A man went to the police station wishing to speak with the burglar who had broken into his house the night before.

"You'll get your chance in court," said the desk sergeant.

"No, no,no!" said the man. "I want to know how he got into the house without waking my wife. I`ve been trying to do that for years!"

***********

*Lost Wife*

The man approached a very beautiful woman in a large supermarket and asked,"You know, I've lost my wife here in the supermarket.

Can you talk to me for a couple of minutes?"

"Why?" she asks.

"Because every time I talk to a beautiful woman, my wife appears out of nowhere."

***********

*Teacher*

"If there are any idiots in the room, will they please stand up?" said the sarcastic teacher.

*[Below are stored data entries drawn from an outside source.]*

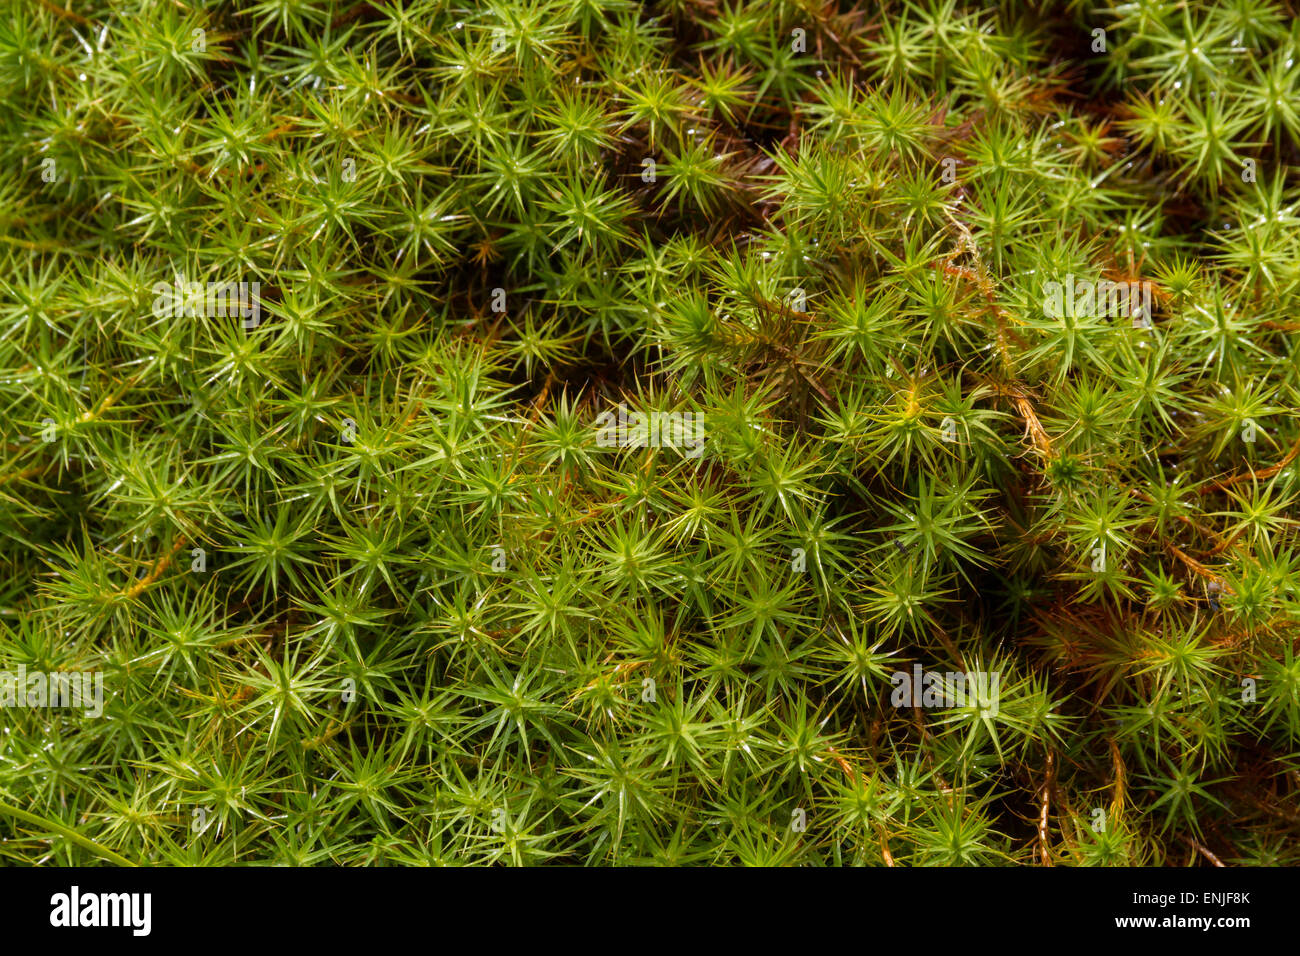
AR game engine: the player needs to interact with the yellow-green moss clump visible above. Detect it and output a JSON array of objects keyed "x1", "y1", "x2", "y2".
[{"x1": 0, "y1": 0, "x2": 1298, "y2": 865}]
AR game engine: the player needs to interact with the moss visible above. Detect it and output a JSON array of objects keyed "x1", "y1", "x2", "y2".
[{"x1": 0, "y1": 0, "x2": 1297, "y2": 866}]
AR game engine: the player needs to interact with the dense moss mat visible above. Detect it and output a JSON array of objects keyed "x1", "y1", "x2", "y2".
[{"x1": 1, "y1": 0, "x2": 1298, "y2": 865}]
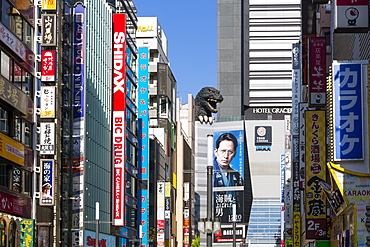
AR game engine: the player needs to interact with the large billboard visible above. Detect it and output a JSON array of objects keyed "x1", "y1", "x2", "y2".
[
  {"x1": 213, "y1": 130, "x2": 245, "y2": 224},
  {"x1": 112, "y1": 13, "x2": 127, "y2": 227}
]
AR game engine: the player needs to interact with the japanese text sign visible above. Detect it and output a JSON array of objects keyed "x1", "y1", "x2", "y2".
[
  {"x1": 309, "y1": 38, "x2": 326, "y2": 106},
  {"x1": 333, "y1": 62, "x2": 364, "y2": 160}
]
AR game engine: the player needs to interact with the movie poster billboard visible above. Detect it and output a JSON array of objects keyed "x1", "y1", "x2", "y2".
[{"x1": 213, "y1": 130, "x2": 244, "y2": 224}]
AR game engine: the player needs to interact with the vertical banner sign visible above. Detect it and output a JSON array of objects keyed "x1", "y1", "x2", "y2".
[
  {"x1": 299, "y1": 103, "x2": 308, "y2": 189},
  {"x1": 41, "y1": 50, "x2": 56, "y2": 82},
  {"x1": 305, "y1": 111, "x2": 327, "y2": 239},
  {"x1": 292, "y1": 43, "x2": 301, "y2": 163},
  {"x1": 112, "y1": 13, "x2": 127, "y2": 227},
  {"x1": 41, "y1": 14, "x2": 57, "y2": 46},
  {"x1": 213, "y1": 130, "x2": 244, "y2": 224},
  {"x1": 164, "y1": 182, "x2": 171, "y2": 241},
  {"x1": 138, "y1": 47, "x2": 149, "y2": 243},
  {"x1": 40, "y1": 122, "x2": 55, "y2": 155},
  {"x1": 292, "y1": 161, "x2": 301, "y2": 247},
  {"x1": 40, "y1": 86, "x2": 56, "y2": 118},
  {"x1": 309, "y1": 38, "x2": 326, "y2": 106},
  {"x1": 157, "y1": 182, "x2": 165, "y2": 247},
  {"x1": 40, "y1": 159, "x2": 55, "y2": 206},
  {"x1": 333, "y1": 62, "x2": 364, "y2": 161},
  {"x1": 183, "y1": 182, "x2": 190, "y2": 247},
  {"x1": 71, "y1": 4, "x2": 86, "y2": 244},
  {"x1": 20, "y1": 219, "x2": 35, "y2": 247},
  {"x1": 335, "y1": 0, "x2": 368, "y2": 29},
  {"x1": 280, "y1": 154, "x2": 285, "y2": 203}
]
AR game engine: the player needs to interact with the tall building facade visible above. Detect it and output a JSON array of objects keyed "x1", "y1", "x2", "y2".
[{"x1": 217, "y1": 0, "x2": 301, "y2": 120}]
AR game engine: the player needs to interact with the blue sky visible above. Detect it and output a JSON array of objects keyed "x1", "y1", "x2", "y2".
[{"x1": 134, "y1": 0, "x2": 217, "y2": 104}]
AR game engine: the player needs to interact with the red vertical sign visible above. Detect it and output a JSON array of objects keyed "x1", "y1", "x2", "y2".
[
  {"x1": 112, "y1": 13, "x2": 126, "y2": 226},
  {"x1": 309, "y1": 37, "x2": 326, "y2": 106},
  {"x1": 41, "y1": 50, "x2": 56, "y2": 82}
]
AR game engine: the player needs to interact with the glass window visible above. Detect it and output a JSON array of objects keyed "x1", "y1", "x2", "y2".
[
  {"x1": 0, "y1": 163, "x2": 10, "y2": 188},
  {"x1": 1, "y1": 0, "x2": 11, "y2": 28},
  {"x1": 9, "y1": 220, "x2": 16, "y2": 247},
  {"x1": 1, "y1": 51, "x2": 11, "y2": 80},
  {"x1": 23, "y1": 170, "x2": 32, "y2": 194},
  {"x1": 0, "y1": 107, "x2": 9, "y2": 134},
  {"x1": 23, "y1": 21, "x2": 33, "y2": 49}
]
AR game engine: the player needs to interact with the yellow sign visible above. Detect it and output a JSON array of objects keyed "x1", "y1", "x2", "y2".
[
  {"x1": 42, "y1": 0, "x2": 57, "y2": 10},
  {"x1": 0, "y1": 132, "x2": 25, "y2": 166}
]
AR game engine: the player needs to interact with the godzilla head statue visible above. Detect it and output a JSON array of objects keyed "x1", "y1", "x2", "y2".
[{"x1": 195, "y1": 86, "x2": 223, "y2": 124}]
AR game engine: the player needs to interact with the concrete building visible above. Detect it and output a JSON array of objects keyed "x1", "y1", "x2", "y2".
[{"x1": 217, "y1": 0, "x2": 301, "y2": 120}]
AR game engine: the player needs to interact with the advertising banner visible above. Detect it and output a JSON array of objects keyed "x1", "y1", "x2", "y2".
[
  {"x1": 40, "y1": 86, "x2": 55, "y2": 118},
  {"x1": 40, "y1": 159, "x2": 54, "y2": 206},
  {"x1": 183, "y1": 182, "x2": 190, "y2": 247},
  {"x1": 41, "y1": 50, "x2": 56, "y2": 82},
  {"x1": 112, "y1": 13, "x2": 127, "y2": 227},
  {"x1": 305, "y1": 111, "x2": 327, "y2": 239},
  {"x1": 39, "y1": 122, "x2": 55, "y2": 155},
  {"x1": 0, "y1": 132, "x2": 24, "y2": 166},
  {"x1": 41, "y1": 14, "x2": 57, "y2": 46},
  {"x1": 213, "y1": 130, "x2": 244, "y2": 224},
  {"x1": 138, "y1": 47, "x2": 149, "y2": 243},
  {"x1": 329, "y1": 162, "x2": 370, "y2": 246},
  {"x1": 157, "y1": 181, "x2": 165, "y2": 247},
  {"x1": 333, "y1": 61, "x2": 365, "y2": 161},
  {"x1": 165, "y1": 182, "x2": 171, "y2": 240},
  {"x1": 214, "y1": 225, "x2": 245, "y2": 243},
  {"x1": 309, "y1": 37, "x2": 326, "y2": 106},
  {"x1": 20, "y1": 219, "x2": 35, "y2": 247}
]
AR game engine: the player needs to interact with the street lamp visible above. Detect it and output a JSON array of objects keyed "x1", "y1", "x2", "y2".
[{"x1": 197, "y1": 134, "x2": 222, "y2": 246}]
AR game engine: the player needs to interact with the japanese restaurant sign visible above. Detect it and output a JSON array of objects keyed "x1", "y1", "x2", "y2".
[
  {"x1": 41, "y1": 14, "x2": 57, "y2": 46},
  {"x1": 40, "y1": 86, "x2": 56, "y2": 118},
  {"x1": 40, "y1": 159, "x2": 54, "y2": 206},
  {"x1": 41, "y1": 50, "x2": 56, "y2": 82},
  {"x1": 39, "y1": 123, "x2": 55, "y2": 155},
  {"x1": 309, "y1": 37, "x2": 326, "y2": 106},
  {"x1": 305, "y1": 110, "x2": 327, "y2": 239}
]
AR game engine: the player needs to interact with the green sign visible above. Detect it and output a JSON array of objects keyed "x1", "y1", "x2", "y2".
[{"x1": 20, "y1": 219, "x2": 35, "y2": 247}]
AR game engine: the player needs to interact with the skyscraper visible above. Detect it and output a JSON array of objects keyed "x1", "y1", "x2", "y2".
[{"x1": 217, "y1": 0, "x2": 301, "y2": 120}]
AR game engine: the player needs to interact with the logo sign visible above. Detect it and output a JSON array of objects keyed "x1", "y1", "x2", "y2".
[
  {"x1": 41, "y1": 14, "x2": 56, "y2": 46},
  {"x1": 112, "y1": 13, "x2": 127, "y2": 227},
  {"x1": 0, "y1": 132, "x2": 25, "y2": 166},
  {"x1": 309, "y1": 38, "x2": 326, "y2": 106},
  {"x1": 39, "y1": 122, "x2": 55, "y2": 155},
  {"x1": 40, "y1": 86, "x2": 56, "y2": 118},
  {"x1": 255, "y1": 126, "x2": 272, "y2": 145},
  {"x1": 41, "y1": 50, "x2": 56, "y2": 82},
  {"x1": 40, "y1": 159, "x2": 54, "y2": 206},
  {"x1": 292, "y1": 43, "x2": 301, "y2": 70},
  {"x1": 335, "y1": 0, "x2": 368, "y2": 29},
  {"x1": 333, "y1": 62, "x2": 364, "y2": 160}
]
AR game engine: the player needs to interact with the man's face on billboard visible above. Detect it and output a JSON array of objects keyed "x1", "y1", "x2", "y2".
[{"x1": 214, "y1": 140, "x2": 236, "y2": 170}]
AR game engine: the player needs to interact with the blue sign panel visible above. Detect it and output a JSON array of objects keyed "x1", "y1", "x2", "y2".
[{"x1": 333, "y1": 62, "x2": 363, "y2": 160}]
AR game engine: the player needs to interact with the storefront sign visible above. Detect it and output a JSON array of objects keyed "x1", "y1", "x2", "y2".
[
  {"x1": 309, "y1": 38, "x2": 326, "y2": 106},
  {"x1": 0, "y1": 132, "x2": 24, "y2": 166},
  {"x1": 41, "y1": 50, "x2": 56, "y2": 82},
  {"x1": 40, "y1": 159, "x2": 54, "y2": 206},
  {"x1": 40, "y1": 86, "x2": 55, "y2": 118},
  {"x1": 41, "y1": 14, "x2": 56, "y2": 46},
  {"x1": 39, "y1": 123, "x2": 55, "y2": 155},
  {"x1": 20, "y1": 219, "x2": 35, "y2": 247}
]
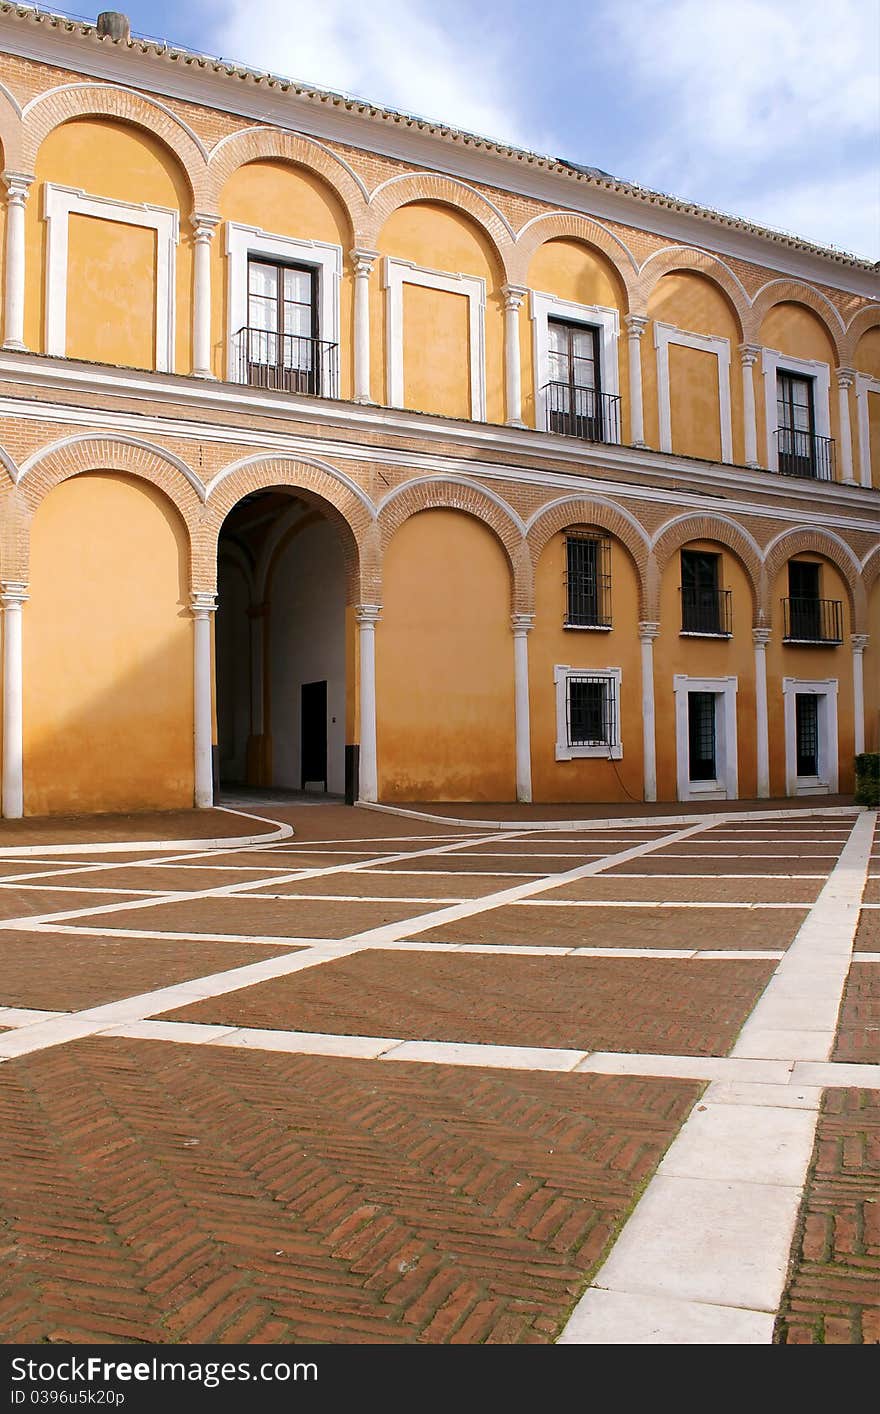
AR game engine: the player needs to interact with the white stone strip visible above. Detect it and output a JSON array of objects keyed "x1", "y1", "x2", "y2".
[
  {"x1": 560, "y1": 810, "x2": 876, "y2": 1347},
  {"x1": 851, "y1": 951, "x2": 880, "y2": 961},
  {"x1": 0, "y1": 1006, "x2": 61, "y2": 1026},
  {"x1": 0, "y1": 805, "x2": 294, "y2": 857},
  {"x1": 358, "y1": 802, "x2": 860, "y2": 832},
  {"x1": 0, "y1": 883, "x2": 174, "y2": 896},
  {"x1": 507, "y1": 900, "x2": 807, "y2": 911}
]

After a long silence, one freshman rose to his feet."Now then mister, why do you consider yourself an idiot?" enquired the teacher with a sneer.

"Well, actually I don't," said the student, "but I hate to see you standing up there all by yourself."

***********

*Hearing*

An elderly gentleman had serious hearing problems for a number of years.

He went to the doctor and the doctor was able to have him fitted for a set of hearing aids that allowed the gentleman to hear 100%.

The elderly gentleman went back in a month to the doctor and the doctor said, "Your hearing is perfect. Your family must be really pleased that you
can hear again."

The gentleman replied, "Oh, I haven't told my family yet. I just sit around and listen to the conversations. I've changed my will three times!"